Working mum ... Stella McCartney at the launch of her perfume L.I.L.Y, in memory of her mother
TOP fashion designer Stella McCartney has a booming business, a loving husband and four healthy kids — but she still has worries like everyone else.
And there’s one thing she can’t stop fretting about — the fear she is headed for the same fate as her tragic mum Linda, who died of breast cancer almost 15 years ago.Sir Paul McCartney’s daughter — who designed the Team GB kits for London 2012 — said: “It’s really hard because you think, ‘I’ve got to make sure I don’t get cancer for the sake of my kids, and I’m going to make sure my sister doesn’t get it for the sake of her kids’.”
Linda was diagnosed with breast cancer aged 53 and died three years later. And as Stella nears her 41st birthday, she has been getting more cancer tests as she is petrified of leaving her children alone.

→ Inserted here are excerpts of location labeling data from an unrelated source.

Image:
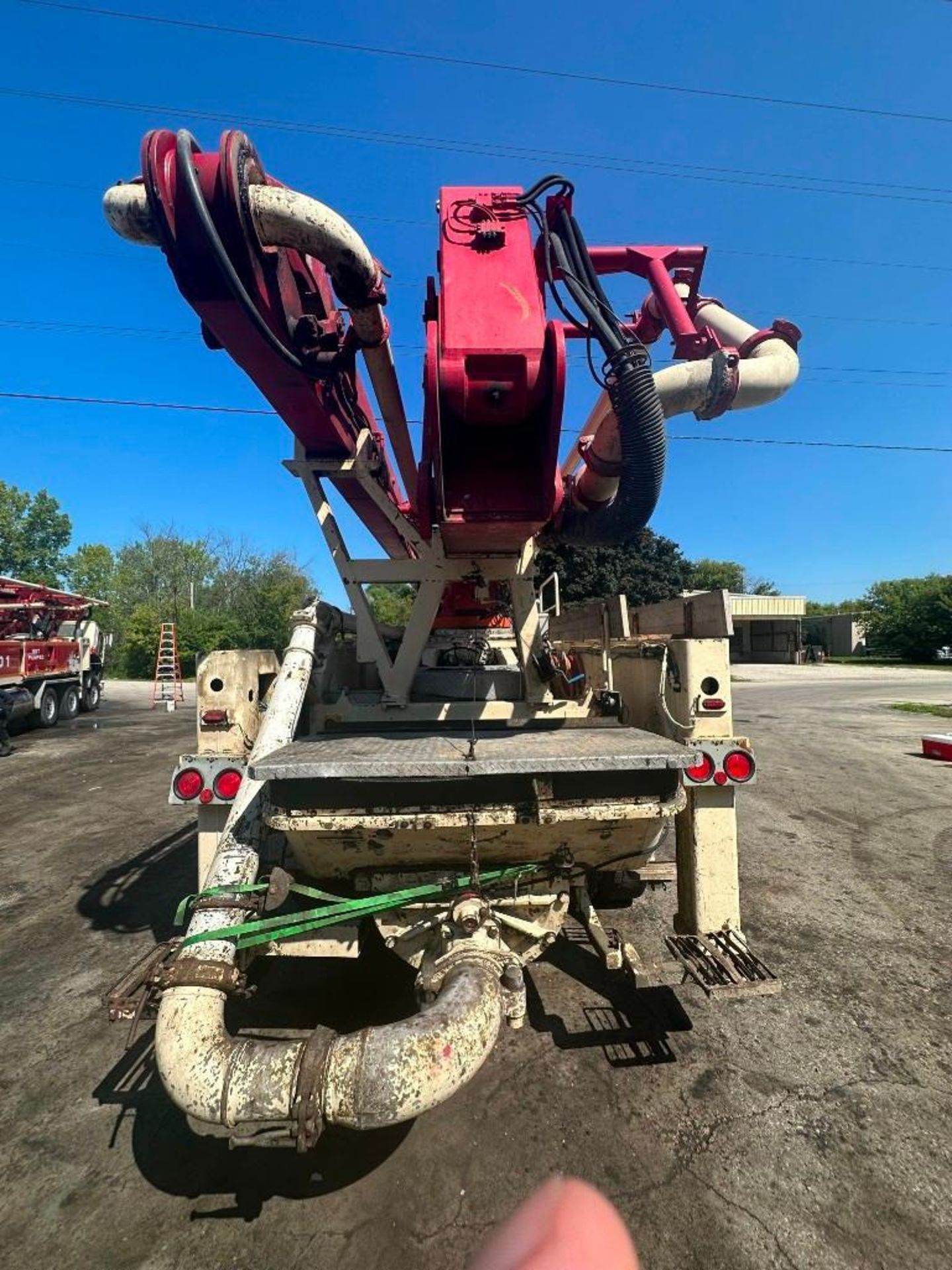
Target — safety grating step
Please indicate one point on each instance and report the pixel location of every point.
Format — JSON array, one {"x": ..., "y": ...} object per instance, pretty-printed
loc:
[{"x": 723, "y": 964}]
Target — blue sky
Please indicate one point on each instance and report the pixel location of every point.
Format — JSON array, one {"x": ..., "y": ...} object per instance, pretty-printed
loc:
[{"x": 822, "y": 523}]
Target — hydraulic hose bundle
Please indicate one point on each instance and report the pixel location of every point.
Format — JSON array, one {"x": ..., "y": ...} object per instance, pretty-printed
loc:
[{"x": 629, "y": 381}]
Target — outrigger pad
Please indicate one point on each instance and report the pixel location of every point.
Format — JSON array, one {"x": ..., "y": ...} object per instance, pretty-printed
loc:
[{"x": 723, "y": 964}]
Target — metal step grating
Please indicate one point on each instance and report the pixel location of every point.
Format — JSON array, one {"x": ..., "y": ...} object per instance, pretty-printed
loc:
[{"x": 723, "y": 964}]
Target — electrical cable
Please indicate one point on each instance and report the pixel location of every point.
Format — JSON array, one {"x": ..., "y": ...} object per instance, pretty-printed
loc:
[
  {"x": 512, "y": 67},
  {"x": 526, "y": 154},
  {"x": 273, "y": 414}
]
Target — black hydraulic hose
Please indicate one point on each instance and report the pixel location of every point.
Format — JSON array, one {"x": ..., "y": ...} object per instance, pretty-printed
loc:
[
  {"x": 589, "y": 271},
  {"x": 186, "y": 169},
  {"x": 608, "y": 339},
  {"x": 641, "y": 431},
  {"x": 635, "y": 402}
]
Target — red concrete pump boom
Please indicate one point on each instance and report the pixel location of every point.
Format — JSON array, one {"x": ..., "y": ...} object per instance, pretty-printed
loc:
[{"x": 292, "y": 292}]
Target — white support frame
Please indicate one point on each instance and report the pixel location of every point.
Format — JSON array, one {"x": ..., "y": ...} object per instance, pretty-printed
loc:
[{"x": 427, "y": 566}]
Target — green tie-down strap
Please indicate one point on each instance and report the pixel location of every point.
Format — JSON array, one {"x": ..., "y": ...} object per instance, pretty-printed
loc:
[{"x": 333, "y": 911}]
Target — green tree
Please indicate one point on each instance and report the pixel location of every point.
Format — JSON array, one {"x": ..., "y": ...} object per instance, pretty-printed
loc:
[
  {"x": 163, "y": 570},
  {"x": 91, "y": 571},
  {"x": 241, "y": 599},
  {"x": 824, "y": 609},
  {"x": 647, "y": 571},
  {"x": 391, "y": 603},
  {"x": 729, "y": 575},
  {"x": 717, "y": 574},
  {"x": 34, "y": 534},
  {"x": 909, "y": 616}
]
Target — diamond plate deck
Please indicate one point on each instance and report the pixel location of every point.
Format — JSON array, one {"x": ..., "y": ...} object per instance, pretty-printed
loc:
[{"x": 424, "y": 756}]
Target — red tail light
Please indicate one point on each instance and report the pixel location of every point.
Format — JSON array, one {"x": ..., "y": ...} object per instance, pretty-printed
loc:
[
  {"x": 739, "y": 765},
  {"x": 188, "y": 784},
  {"x": 702, "y": 770},
  {"x": 227, "y": 784}
]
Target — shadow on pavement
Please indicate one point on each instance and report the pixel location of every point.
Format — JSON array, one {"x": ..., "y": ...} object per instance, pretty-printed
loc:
[
  {"x": 292, "y": 997},
  {"x": 179, "y": 1162},
  {"x": 630, "y": 1025},
  {"x": 143, "y": 893}
]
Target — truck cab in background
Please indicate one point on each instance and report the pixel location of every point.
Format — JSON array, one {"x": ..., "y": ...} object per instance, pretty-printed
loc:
[{"x": 52, "y": 653}]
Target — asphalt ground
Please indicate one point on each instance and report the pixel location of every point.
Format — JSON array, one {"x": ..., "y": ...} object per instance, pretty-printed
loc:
[{"x": 801, "y": 1130}]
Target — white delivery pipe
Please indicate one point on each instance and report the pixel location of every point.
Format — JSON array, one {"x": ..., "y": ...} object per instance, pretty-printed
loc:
[
  {"x": 282, "y": 218},
  {"x": 365, "y": 1080},
  {"x": 764, "y": 376},
  {"x": 206, "y": 1072}
]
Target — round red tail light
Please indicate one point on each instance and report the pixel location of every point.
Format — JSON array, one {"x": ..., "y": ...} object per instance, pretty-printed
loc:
[
  {"x": 739, "y": 765},
  {"x": 227, "y": 784},
  {"x": 188, "y": 784},
  {"x": 702, "y": 770}
]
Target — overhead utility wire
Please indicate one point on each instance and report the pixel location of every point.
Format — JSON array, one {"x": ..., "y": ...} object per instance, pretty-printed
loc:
[
  {"x": 273, "y": 414},
  {"x": 512, "y": 67},
  {"x": 496, "y": 149},
  {"x": 73, "y": 328}
]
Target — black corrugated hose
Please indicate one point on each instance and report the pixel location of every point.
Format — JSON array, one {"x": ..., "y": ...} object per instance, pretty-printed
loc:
[
  {"x": 631, "y": 389},
  {"x": 634, "y": 397}
]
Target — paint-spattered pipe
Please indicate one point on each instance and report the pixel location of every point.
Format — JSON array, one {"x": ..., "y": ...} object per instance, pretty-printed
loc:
[
  {"x": 370, "y": 1079},
  {"x": 764, "y": 376},
  {"x": 284, "y": 218}
]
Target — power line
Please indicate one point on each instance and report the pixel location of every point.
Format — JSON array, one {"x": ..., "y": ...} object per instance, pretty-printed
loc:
[
  {"x": 138, "y": 405},
  {"x": 822, "y": 444},
  {"x": 77, "y": 328},
  {"x": 512, "y": 67},
  {"x": 273, "y": 414},
  {"x": 498, "y": 149}
]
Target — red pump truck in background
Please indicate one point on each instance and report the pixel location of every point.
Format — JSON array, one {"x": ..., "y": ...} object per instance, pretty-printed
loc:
[{"x": 51, "y": 653}]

She added: “I try to be really preventative and get regular check-ups. I’m not OK with death. But I’m a real believer in trying to live in the moment.”
Stella wells up when she talks of how her vegetarian, animal rights activist mother is still her biggest fashion influence.
She has just launched her latest fragrance, L.I.L.Y. — named after the nickname her ex-Beatle dad Paul gave to her mum, which stood for “Linda I Love You”. It’s also a tribute to spring — the season in which her mum died in 1998.
Stella tells the September issue of US Harper’s Bazaar: “That was my dad’s nickname for my mum and I always knew I wanted to create a fragrance called Lily.
“Lily of the valley was a flower my mum loved and it’s also one that I love. I love that it represents spring, I love the way it looks, I love everything about it.
“I love that it blooms, only fleetingly, in spring.
“My mum’s death is definitely the most difficult thing in the world I’ve ever had to encounter.
“It’s with me every day, the thought of how one deals with all of the repercussions. I’m aware that it’s part of everything I do, in a good way and a bad way.
“I have huge admiration for my mum. I think that I’m keeping alive some of the things she believed in and elaborating on that.
“In the coolest sense, she was totally unaffected and that’s a big part of my underlying ethos.
“My mum cut her own hair and she never put product in it. She never wore make-up.”
Stella was named after both of her mum’s grandmothers. At her birth, Paul prayed that she would be born “on the wings of an angel” and he and Linda would later call their group Wings in her honour.
Her mum’s glam rock wardrobe inspired Stella’s love of fashion.
But one of her greatest regrets is that Linda didn’t live to see her successes, especially the Team GB kits that are now so familiar to the nation.
Stella, who married brand consultant Alasdhair Willis nine years ago in an updated version of Linda’s 1969 wedding dress, said: “She saw my first couple of shows, so I have to be glad that she saw me having a job and looking like I was on the right track. But she didn’t meet my husband or my kids and they didn’t get to meet her.”
Stella strives to give her kids — sons Miller, seven, Beckett, four, and daughters Bailey Linda, six, and two-year-old Reiley — as normal an upbringing as possible while juggling her global business.
She cooks their meals and makes time to drive them to school and tell them bedtime stories, just like her mum did for her.
Stella was said to be unable to stand the sight of her dad’s second wife Heather Mills, who he wed four years after Linda’s death.
But it seems she gets along much better with his third wife, American Nancy Shevell. Stella even designed the replica Wallis Simpson wedding dress Nancy wore for her marriage to Paul last October.
Stella, her 70-year-old dad and Nancy were most recently spotted together cheering on the British women’s cycling team as they scored gold at London 2012.
But whatever milestones Stella hits in her career, she says just one thing is on her mind — one of her mum’s old mottos.
She said: “My mum used to always say, ‘Health is wealth.’
“And for me, I can’t think of anything more important or more true.”